Potential new electric car owners can sometimes be put off from making the switch because of concerns over running out of charge. However, new research from LV= Britannia Rescue, a UK provider of breakdown cover, shows that electric vehicles (EV) are more likely to break down because of wheel or tyre problems, rather than anything to do with the battery.
Analysis of breakdown call outs over the last three years shows that 37% of the time drivers call because they’ve suffered wheel or tyre problems, compared to just 11% for running out of charge.
Wheel or tyre problems are sometimes attributed to the heavier weight of an EV, which can be up to 50% heavier than a fossil fuel car. Wheel issues are sometimes made more complicated by the fact that most manufacturers no longer fit a spare wheel as standard, so drivers caught mid-journey with a flat tyre or wheel issue can’t fix the problem themselves and need towing to a local garage.
“Range anxiety has been built up to be a thing for people to be concerned about when it comes to going green, but our data shows that in reality it’s a very rare issue for electric car drivers,” said Henry Topham, Managing Director of LV= Britannia Rescue.
“Generally electric cars perform very well and aren’t susceptible to suffering nearly as many issues as petrol or diesel models, but if you do have a problem it’s more likely to be wheel or tyre related, or dead on key. And as we get into the cold, dark winter months it’s good for drivers to be aware of these potential issues and make sure their car is regularly being checked and looked after.”
Drivers being unable to start their electric car, often at home, accounts for 21% of calls – otherwise known as ‘dead on key’. There are a variety of reasons this could happen, such as a flat battery, a battery not holding its charge or the vehicle not being driven for a length of time, but it is more prevalent in the winter months with cars taking that bit longer to warm up.
The ‘dead on key’ issue for electric car drivers happens around half as often it does for fossil fuel cars, which features as the breakdown reason in 41% of calls to LV= Britannia Rescue.
Winter, or a spate of colder weather, is a time when EVs can run into tyre and battery problems. With that in mind, here are some tips to keep your vehicle in working order:
Check your tyres regularly
When electric cars do break down, it’s more often because of wheel or tyre problems. So it’s definitely worth checking your tyre pressure and the condition and alignment of your tyres on a regular basis, especially in winter months. If you’re not sure how frequently to do it, refer to your manufacturer’s manual, as some recommend more frequent checks.

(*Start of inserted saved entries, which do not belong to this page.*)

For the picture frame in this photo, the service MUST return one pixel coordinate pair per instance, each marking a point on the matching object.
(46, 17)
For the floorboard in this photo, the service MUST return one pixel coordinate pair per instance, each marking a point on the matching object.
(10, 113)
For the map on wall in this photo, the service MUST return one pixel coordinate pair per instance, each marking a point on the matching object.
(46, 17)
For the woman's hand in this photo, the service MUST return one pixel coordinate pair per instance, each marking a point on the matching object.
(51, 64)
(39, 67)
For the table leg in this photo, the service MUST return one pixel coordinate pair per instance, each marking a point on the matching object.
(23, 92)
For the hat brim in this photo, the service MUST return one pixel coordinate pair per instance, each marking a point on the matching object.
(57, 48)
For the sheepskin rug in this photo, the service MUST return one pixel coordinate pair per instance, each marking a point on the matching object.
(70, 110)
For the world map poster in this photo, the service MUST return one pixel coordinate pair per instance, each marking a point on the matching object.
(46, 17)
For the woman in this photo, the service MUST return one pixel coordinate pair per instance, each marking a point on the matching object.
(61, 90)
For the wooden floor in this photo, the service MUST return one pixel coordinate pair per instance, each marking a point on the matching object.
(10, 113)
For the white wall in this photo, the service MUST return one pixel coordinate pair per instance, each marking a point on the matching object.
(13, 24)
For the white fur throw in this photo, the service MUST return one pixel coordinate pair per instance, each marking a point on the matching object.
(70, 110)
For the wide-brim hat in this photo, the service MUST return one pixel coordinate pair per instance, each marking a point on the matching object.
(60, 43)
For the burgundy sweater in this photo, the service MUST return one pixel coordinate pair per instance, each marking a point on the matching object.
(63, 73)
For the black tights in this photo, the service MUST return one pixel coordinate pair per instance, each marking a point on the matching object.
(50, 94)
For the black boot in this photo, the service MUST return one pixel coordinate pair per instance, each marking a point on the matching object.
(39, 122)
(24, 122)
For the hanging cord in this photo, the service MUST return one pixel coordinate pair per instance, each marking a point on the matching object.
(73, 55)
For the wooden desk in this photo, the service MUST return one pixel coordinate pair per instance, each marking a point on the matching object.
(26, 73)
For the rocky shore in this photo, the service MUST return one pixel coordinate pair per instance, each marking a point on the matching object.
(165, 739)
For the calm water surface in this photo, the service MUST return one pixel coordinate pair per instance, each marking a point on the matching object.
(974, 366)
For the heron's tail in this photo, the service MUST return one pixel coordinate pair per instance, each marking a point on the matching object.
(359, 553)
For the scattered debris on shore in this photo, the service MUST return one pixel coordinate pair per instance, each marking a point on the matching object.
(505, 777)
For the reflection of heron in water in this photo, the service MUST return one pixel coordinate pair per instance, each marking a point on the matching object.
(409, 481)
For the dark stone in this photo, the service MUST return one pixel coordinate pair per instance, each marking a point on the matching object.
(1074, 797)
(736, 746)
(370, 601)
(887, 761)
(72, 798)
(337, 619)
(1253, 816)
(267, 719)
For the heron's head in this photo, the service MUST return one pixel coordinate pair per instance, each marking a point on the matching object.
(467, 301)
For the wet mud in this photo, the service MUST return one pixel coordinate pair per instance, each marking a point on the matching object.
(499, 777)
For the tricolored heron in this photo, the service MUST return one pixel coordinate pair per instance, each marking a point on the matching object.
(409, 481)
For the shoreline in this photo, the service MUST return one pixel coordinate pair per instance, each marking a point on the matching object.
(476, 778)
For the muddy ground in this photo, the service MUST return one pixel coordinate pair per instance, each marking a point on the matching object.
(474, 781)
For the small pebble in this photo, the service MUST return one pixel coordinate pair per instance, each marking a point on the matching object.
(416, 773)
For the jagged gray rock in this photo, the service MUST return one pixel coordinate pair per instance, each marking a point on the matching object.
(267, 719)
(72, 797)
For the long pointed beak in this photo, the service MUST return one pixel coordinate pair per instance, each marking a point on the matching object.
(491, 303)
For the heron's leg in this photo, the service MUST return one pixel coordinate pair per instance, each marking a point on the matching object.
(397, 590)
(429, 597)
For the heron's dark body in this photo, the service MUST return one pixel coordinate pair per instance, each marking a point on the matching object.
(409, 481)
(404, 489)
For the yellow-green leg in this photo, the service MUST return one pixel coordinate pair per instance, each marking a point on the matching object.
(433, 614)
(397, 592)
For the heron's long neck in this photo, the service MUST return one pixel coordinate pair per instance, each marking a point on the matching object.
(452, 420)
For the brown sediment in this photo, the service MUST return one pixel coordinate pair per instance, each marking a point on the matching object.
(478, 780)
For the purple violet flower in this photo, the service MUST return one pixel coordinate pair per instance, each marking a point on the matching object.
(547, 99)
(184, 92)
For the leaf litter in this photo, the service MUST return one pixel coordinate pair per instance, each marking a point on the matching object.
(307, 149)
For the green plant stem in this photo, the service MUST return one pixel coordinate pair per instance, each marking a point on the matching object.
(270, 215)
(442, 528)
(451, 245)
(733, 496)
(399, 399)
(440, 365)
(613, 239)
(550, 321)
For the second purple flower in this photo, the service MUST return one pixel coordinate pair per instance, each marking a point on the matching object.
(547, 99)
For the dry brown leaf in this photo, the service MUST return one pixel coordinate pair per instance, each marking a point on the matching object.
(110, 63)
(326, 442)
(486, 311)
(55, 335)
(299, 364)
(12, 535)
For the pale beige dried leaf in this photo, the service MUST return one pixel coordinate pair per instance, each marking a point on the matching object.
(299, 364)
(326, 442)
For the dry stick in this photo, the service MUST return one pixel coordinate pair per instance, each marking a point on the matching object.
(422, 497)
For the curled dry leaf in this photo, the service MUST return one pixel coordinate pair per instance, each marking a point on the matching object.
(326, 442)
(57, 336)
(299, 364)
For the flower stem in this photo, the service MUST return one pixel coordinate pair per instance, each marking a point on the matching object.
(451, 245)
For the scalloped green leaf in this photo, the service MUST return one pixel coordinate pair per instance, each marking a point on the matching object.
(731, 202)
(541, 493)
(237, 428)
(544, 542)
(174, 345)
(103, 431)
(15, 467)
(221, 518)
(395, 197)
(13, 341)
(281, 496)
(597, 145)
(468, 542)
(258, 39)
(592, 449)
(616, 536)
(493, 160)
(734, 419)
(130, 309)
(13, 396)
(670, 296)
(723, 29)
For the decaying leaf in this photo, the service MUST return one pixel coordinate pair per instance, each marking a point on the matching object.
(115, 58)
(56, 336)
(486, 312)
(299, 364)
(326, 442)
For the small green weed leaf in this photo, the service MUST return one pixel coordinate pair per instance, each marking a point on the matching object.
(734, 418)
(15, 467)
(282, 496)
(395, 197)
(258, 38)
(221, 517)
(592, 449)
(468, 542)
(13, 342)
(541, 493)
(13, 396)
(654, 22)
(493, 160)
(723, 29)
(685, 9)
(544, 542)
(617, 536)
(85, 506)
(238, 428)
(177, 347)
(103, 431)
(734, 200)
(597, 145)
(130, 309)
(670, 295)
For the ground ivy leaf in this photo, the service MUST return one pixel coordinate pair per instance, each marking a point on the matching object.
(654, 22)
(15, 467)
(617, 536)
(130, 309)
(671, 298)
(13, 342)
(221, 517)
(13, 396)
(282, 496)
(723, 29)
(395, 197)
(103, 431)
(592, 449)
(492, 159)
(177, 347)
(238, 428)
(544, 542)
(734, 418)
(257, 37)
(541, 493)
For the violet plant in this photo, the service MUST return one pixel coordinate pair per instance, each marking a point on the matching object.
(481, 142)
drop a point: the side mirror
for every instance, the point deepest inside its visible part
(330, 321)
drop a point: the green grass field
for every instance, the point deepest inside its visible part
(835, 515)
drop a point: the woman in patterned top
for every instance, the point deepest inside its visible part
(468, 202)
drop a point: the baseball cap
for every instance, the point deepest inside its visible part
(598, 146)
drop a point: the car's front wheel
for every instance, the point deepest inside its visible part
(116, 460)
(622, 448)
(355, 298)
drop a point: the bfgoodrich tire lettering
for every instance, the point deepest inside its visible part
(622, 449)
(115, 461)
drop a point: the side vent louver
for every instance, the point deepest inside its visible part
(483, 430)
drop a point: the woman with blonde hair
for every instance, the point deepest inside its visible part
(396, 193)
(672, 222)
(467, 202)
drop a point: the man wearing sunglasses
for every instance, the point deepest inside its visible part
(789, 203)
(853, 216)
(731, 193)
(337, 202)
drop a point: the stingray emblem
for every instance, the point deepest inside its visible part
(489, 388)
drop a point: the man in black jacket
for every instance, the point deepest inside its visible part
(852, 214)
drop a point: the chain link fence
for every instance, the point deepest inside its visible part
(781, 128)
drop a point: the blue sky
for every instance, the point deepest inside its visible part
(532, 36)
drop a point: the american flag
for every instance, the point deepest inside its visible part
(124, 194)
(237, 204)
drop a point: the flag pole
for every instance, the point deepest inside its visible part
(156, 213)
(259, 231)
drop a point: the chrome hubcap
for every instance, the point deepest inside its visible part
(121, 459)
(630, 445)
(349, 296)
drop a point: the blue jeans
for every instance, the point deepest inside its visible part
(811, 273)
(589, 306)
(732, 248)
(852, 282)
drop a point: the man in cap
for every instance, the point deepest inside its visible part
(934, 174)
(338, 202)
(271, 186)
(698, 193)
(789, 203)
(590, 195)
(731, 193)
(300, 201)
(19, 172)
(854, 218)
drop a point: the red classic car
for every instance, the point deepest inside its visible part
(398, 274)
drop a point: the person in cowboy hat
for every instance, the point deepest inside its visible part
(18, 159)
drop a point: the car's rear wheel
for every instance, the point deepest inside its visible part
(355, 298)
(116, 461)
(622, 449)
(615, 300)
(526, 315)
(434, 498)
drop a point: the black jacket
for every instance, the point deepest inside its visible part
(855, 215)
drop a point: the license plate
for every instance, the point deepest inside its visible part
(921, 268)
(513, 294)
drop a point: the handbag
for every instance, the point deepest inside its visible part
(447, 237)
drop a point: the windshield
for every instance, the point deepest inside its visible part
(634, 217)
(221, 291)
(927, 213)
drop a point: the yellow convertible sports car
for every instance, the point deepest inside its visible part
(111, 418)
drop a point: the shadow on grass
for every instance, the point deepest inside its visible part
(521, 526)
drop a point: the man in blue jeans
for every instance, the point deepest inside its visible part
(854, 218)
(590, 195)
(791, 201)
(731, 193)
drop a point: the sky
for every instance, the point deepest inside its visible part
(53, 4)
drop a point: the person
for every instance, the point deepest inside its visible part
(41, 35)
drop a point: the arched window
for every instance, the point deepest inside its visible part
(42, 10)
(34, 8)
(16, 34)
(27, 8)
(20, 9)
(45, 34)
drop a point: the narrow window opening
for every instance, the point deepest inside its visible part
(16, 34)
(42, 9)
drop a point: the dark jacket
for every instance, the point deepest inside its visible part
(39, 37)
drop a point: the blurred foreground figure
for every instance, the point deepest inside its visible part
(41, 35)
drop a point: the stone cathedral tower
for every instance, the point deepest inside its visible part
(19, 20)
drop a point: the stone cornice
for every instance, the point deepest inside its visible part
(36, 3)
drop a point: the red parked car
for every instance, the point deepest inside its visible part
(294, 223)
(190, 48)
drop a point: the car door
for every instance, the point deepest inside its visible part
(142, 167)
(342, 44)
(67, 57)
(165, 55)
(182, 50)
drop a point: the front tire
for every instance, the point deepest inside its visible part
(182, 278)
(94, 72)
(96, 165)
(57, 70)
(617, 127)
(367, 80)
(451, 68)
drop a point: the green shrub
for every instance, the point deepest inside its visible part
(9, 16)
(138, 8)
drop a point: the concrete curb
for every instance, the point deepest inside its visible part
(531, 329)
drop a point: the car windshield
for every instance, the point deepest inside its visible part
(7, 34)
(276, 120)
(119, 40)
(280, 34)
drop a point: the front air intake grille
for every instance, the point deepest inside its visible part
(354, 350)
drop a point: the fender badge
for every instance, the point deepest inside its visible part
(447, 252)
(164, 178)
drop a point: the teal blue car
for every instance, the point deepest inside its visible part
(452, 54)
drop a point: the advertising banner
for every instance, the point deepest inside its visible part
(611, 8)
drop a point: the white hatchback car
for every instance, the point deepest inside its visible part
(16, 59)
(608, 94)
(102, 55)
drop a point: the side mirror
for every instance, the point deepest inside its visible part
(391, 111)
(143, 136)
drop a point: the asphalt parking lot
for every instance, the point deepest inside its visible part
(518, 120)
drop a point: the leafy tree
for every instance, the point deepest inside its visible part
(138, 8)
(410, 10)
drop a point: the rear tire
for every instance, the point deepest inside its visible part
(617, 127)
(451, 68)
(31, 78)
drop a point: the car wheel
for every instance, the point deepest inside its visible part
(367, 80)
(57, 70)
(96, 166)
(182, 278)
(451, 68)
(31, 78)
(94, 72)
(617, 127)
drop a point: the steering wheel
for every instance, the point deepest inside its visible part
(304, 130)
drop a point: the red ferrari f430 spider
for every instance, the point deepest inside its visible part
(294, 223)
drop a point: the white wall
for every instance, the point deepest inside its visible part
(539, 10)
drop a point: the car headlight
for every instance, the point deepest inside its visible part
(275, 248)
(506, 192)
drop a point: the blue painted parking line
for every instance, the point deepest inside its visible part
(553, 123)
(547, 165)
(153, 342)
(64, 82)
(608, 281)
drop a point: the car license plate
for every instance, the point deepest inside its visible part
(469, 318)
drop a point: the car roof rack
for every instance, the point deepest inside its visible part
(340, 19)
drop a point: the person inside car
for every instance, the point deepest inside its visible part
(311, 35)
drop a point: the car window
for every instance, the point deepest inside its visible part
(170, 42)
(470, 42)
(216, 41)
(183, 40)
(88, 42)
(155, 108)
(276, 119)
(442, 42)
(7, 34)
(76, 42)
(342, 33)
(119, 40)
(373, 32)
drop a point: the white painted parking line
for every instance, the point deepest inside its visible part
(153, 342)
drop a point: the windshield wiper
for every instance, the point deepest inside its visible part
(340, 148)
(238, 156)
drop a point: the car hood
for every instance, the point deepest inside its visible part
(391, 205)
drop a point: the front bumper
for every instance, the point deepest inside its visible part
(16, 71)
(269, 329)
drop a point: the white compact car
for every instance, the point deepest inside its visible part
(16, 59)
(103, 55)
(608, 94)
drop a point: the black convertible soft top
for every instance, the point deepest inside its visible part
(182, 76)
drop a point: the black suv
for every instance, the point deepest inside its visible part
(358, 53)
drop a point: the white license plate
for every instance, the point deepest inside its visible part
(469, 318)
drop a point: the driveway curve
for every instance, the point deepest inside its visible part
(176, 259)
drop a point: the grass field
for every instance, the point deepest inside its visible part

Check the weather forecast
Electric cars are most likely to run out of charge in cold or wet weather conditions, with low temperatures and rain sometimes compromising the performance of the battery. It’s worth checking the weather forecast so you know when to expect a little less range, which can dip, particularly in winter months. It’s worth keeping your battery level at around 80%, to keep its health in good condition.
Don’t spend too long warming up the car in cold weather
Use the pre-heat function to warm up your car. With most electric cars you can use an app to set the car to pre-heat and defrost the vehicle. This avoids the need to get the ice scraper out, and means the car is warm when you’re ready to set off.
A number of companies now offer EV-specific roadside assistance, such as the RAC, which is helping make the switch to zero-emission electric vehicles as easy as possible for drivers, with EV roadside assistance in the form of its EV Boost lightweight mobile charging units. LV= Britannia Rescue has also launched a new service with AFF, the national roadside electric vehicle charging assistance company, offering roadside charging for electric vehicles that do run out of charge. AFF recharge vans can provide a 30-minute mobile charging facility on roads across England and Wales, including the hard shoulder and emergency refuge areas of motorways.